Basketball Reference Web Scraper

Recently, I wrote a web scraper that takes tables off of basketball reference and places them in spreadsheets. Each tab of the spreadsheet documents one league metric for one year. Each year has its own workbook. After writing the scraper function, I use a loop to demonstrate how to use this to scrape multiple seasons worth of data.

The function can be found below. Sometimes you have to play with the encoding so that the team populates correctly in the third column.

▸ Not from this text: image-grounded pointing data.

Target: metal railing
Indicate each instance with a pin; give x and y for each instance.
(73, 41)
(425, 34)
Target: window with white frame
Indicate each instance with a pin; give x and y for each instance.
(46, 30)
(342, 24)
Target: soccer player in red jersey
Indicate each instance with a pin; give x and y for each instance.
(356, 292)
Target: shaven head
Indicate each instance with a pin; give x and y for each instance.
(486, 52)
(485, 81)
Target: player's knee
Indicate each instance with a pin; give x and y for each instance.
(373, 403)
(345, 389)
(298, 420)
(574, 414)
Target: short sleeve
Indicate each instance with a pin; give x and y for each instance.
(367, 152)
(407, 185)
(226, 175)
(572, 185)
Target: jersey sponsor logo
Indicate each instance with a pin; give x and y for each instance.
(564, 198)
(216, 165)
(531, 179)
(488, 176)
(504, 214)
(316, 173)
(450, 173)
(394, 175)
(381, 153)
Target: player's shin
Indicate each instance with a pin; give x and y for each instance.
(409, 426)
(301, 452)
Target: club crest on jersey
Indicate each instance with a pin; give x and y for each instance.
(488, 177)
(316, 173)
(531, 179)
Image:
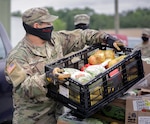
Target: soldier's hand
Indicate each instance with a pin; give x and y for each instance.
(58, 73)
(118, 45)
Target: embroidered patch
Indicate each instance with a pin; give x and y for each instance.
(11, 67)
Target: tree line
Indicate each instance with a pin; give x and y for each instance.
(138, 18)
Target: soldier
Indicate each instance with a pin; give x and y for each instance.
(25, 64)
(145, 45)
(81, 21)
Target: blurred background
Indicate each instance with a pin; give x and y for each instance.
(127, 18)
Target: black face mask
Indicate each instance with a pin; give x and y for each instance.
(43, 33)
(145, 38)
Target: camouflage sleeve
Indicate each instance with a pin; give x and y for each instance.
(18, 72)
(77, 39)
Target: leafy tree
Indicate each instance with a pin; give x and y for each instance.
(138, 18)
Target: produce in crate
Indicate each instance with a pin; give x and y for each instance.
(101, 56)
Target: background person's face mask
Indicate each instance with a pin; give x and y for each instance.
(43, 33)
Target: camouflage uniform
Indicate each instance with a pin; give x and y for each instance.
(25, 69)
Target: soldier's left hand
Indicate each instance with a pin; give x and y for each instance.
(118, 45)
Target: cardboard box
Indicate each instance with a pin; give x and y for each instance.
(137, 110)
(146, 67)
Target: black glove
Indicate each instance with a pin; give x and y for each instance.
(56, 74)
(114, 42)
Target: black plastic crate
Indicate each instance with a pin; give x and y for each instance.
(85, 100)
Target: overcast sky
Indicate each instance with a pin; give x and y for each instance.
(100, 6)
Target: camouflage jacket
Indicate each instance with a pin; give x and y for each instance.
(25, 70)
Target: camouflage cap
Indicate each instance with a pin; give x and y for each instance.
(37, 15)
(81, 18)
(146, 31)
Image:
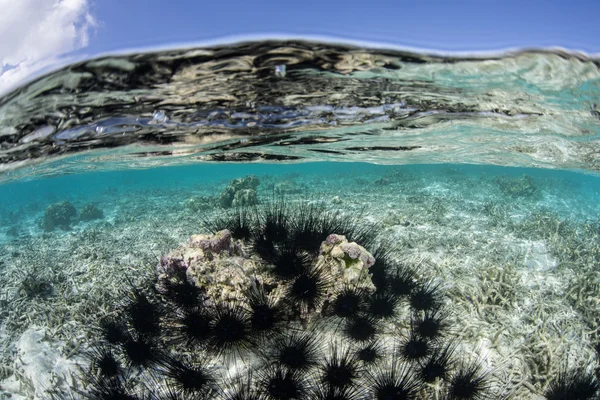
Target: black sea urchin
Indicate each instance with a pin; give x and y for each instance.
(573, 384)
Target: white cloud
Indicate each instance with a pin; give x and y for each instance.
(33, 33)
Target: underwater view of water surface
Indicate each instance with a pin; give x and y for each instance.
(294, 220)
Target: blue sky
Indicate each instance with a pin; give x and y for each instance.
(444, 25)
(34, 33)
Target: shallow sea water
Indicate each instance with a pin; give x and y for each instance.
(477, 174)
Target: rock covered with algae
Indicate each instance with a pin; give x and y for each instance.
(225, 269)
(345, 262)
(216, 263)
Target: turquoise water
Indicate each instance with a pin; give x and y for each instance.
(476, 178)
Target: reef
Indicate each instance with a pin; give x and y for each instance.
(58, 216)
(283, 302)
(240, 192)
(90, 212)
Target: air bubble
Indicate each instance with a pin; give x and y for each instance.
(280, 71)
(159, 117)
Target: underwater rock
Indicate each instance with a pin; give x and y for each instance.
(240, 192)
(288, 187)
(347, 262)
(59, 215)
(213, 262)
(216, 243)
(90, 212)
(199, 203)
(40, 363)
(244, 197)
(218, 264)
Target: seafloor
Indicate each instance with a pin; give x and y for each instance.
(515, 251)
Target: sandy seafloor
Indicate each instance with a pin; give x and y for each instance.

The “â???¢” doesn’t always work if you don’t have the encoding set up correctly.

Function

require(XML)
## Loading required package: XML
require(xlsx)
## Loading required package: xlsx
## Loading required package: rJava
## Loading required package: xlsxjars
require(httr)
## Loading required package: httr
setwd("C://Users//Luke//Documents//R")

NBAscrape<-function(year){
    #Set URL based on the year you want to scrape
    URL<-paste0("http://www.basketball-reference.com/leagues/NBA_",year,"_leaders.html")
    
    tabs<-GET(URL)
    
    #Scrape the URL
    scrape<-readHTMLTable(rawToChar(tabs$content), header=F, stringsAsFactors=F)
    
    #Clean the data by getting rid of random strings pulled in
    clean<-lapply(scrape, function(x){
        x[,2]<-gsub("â???¢","",x[,2])
        return(x)})
    
    #Clean by separating player name and team into separate columns
    clean.final<-lapply(clean, function(x){
        x[,4]<-sapply(strsplit(x[,2],"  "), function(y){y[1]})
        x[,5]<-sapply(strsplit(x[,2],"  "), function(y){y[2]})
        x[,6]<-as.numeric(as.character(x[,3]))
        return(x[,4:6])
    })
    
    #clean up some of the list names as the xlsx package doesn't like "/"
    names(clean.final)<-gsub("/", " ", names(clean))
    
    for(i in 1:length(clean.final)){
        write.xlsx(clean.final[[i]], file=paste0("output3//NBA_Leaders",year,".xlsx"), sheetName=names(clean.final)[i], append=TRUE)
    }
}

Loop

You can then loop through the data. First you create a vector with the years you want, then you run a simple loop. The loop will take some time to run. It took ~20 min to scrape 30 some years.

#scrape every year this millenium
season_list<-as.character(2000:2017)

for(i in season_list){
    NBAscrape(i)
}